On Tue, Apr 22, 2008 at 9:39 AM, Roan Kattouw roan.kattouw@home.nl wrote:
MinuteElectron wrote a pretty good implementation of category intersection as an extension [1].
You left out the reference here, but if you're talking about this,
http://svn.wikimedia.org/viewvc/mediawiki/trunk/extensions/CategoryIntersect...
then it was written by Magnus. I've already commented on it somewhat.
The only downsides I see are:
- It uses the LinkUpdater to gradually build the categoryintersections
table, but there's no maintenance script to build the entire table at once. I've written one today, but haven't figured out yet how to properly integrate this into an extension (I can't really get the path to the maintenance dir from there; are there any other extensions with CLI scripts around?)
Mostly we just assume that we're in wikiroot/extensions/.
As to the subquery thing, I'll describe how the extension fetches pages that are in categories A, B and C (all three of them). First, it calculates hashes for A|B, A|C and B|C (will be called hashAB, hashBC and hashAC respectively). Then, it queries the categoryintersections table for pages that have all three hashes, as follows:
SELECT ci_page FROM categoryintersections WHERE ci_hash = 'hashAB' AND ci_page IN ( SELECT ci_page FROM categoryintersections WHERE ci_hash = 'hashBC' AND ci_page IN ( SELECT ci_page FROM categoryintersections WHERE ci_hash = 'hashAC' ) )
As I've commented before: this query won't work on MySQL 4, so it can't be in core (unless perhaps disabled by default, or intelligently auto-enabled depending on SQL engine). It will also probably run very poorly on higher versions of MySQL, since MySQL is stupid about rewriting subqueries into joins. This should be written as a join:
SELECT ci_page FROM categoryintersection AS ci1 JOIN categoryintersection AS ci2 ON ci1.ci_page = ci2.ci_page WHERE ci1.ci_hash = 'hashAB' AND ci2.ci_hash = 'hashBC'
Note that you don't need the third table at all; if something is in A intersect B and in B intersect C, it's automatically in A intersect C as well.

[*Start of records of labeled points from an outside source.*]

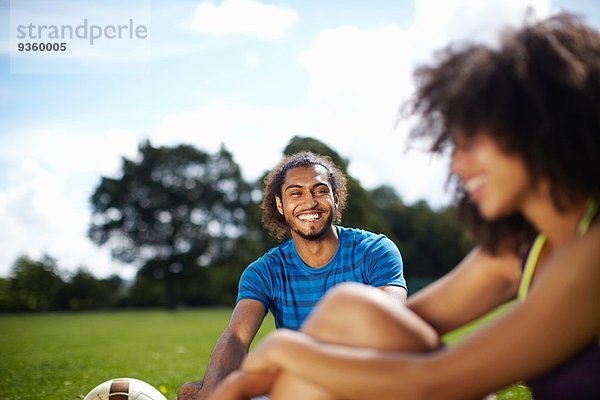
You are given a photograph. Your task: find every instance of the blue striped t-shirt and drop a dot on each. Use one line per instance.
(289, 289)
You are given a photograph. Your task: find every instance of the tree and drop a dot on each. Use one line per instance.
(33, 285)
(83, 291)
(430, 242)
(172, 209)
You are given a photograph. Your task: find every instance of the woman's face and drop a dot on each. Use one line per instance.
(496, 181)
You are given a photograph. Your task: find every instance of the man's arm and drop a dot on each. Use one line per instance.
(230, 349)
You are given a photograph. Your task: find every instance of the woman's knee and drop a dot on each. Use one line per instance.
(360, 315)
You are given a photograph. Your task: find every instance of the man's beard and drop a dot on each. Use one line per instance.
(315, 236)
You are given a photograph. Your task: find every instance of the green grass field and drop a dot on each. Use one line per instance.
(64, 356)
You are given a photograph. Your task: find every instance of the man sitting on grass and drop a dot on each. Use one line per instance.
(303, 196)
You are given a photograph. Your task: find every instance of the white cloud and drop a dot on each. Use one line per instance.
(44, 206)
(244, 17)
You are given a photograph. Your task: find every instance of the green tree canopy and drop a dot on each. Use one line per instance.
(172, 209)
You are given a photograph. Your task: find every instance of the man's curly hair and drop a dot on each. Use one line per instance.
(272, 220)
(537, 95)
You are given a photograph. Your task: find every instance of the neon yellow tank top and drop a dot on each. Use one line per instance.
(536, 249)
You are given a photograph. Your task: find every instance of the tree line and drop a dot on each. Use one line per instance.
(190, 223)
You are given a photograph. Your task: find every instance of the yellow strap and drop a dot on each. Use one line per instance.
(538, 245)
(530, 264)
(588, 217)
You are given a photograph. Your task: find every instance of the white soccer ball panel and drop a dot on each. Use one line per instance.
(124, 389)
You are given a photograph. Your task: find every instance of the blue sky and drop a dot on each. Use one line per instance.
(246, 73)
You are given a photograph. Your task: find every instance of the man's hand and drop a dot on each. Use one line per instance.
(191, 391)
(241, 385)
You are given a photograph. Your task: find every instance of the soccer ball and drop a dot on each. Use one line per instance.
(124, 389)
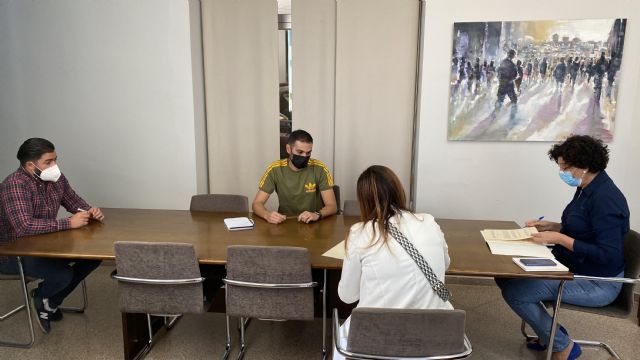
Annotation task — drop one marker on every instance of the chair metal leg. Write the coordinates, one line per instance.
(174, 319)
(554, 322)
(242, 343)
(247, 321)
(85, 302)
(586, 343)
(324, 315)
(11, 313)
(228, 346)
(25, 296)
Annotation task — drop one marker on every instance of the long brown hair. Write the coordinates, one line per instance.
(381, 196)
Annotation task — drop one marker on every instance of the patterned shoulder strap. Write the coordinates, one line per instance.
(436, 284)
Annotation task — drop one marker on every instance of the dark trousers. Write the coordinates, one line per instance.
(59, 276)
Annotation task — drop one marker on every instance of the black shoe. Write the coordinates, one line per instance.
(42, 314)
(55, 315)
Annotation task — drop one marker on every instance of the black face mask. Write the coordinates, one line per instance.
(300, 161)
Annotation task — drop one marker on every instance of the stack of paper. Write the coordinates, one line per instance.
(515, 242)
(241, 223)
(336, 252)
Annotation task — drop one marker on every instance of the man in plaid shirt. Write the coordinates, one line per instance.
(30, 198)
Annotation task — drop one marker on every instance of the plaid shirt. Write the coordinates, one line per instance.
(29, 206)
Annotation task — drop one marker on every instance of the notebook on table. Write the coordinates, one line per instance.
(239, 223)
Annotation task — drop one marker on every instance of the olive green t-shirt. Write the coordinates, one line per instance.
(297, 191)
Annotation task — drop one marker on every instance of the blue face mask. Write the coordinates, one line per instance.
(569, 179)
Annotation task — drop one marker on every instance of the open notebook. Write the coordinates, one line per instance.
(515, 242)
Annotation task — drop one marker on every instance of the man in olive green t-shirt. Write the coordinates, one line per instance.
(304, 185)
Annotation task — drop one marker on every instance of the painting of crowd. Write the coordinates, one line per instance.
(532, 81)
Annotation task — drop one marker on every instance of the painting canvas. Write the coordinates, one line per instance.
(535, 80)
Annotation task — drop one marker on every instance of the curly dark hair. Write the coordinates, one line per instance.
(582, 151)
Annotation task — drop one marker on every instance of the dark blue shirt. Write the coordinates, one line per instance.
(597, 219)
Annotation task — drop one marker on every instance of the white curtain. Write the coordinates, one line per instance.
(240, 46)
(313, 63)
(377, 42)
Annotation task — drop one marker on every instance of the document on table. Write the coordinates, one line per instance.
(336, 252)
(508, 235)
(515, 242)
(239, 223)
(519, 248)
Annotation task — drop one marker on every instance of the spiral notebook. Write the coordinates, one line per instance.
(240, 223)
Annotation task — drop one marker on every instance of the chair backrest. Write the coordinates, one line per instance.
(624, 301)
(336, 192)
(351, 208)
(158, 261)
(269, 265)
(220, 203)
(406, 332)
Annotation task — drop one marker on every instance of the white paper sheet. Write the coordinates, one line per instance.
(519, 249)
(239, 223)
(336, 252)
(508, 234)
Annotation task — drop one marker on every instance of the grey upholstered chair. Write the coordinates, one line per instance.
(25, 305)
(377, 333)
(622, 306)
(159, 279)
(351, 208)
(219, 203)
(268, 283)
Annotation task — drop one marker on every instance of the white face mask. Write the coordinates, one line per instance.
(49, 174)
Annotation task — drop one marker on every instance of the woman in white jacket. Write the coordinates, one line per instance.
(377, 271)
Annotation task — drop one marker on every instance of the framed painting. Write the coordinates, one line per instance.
(535, 80)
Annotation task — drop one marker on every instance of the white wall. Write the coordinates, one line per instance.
(110, 83)
(507, 180)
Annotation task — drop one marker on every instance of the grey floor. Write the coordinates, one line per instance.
(492, 328)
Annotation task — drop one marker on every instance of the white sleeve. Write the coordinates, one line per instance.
(349, 286)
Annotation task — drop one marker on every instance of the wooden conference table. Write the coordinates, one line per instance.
(469, 254)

In this case it's an extremely fast query, but that's because there are only one or two rows returned for each result. In the worst case of an empty match, or a match with fewer results than the LIMIT, it will have to scan through both intersections in their entirety, which may well be thousands of rows. It's also much less powerful than a Boolean full-text search: it can't handle subtractions and will probably have to be crippled to some small number of intersections.
Also, I'd like to suggest we merge this extension into core (after improving it first), thoughts?
Well, if someone writes an interface for category intersections, it might be reasonable to have multiple backends in core, given that the backend will be flexible anyway. One advantage of Magnus' scheme is that it will work in pretty much any SQL engine with no modification (at least if rewritten to eliminate advanced features like subqueries ;) ). The alternative suggestion of a fulltext engine will work only on MySQL 5, and possibly PostgreSQL (at least with appropriate extra coding).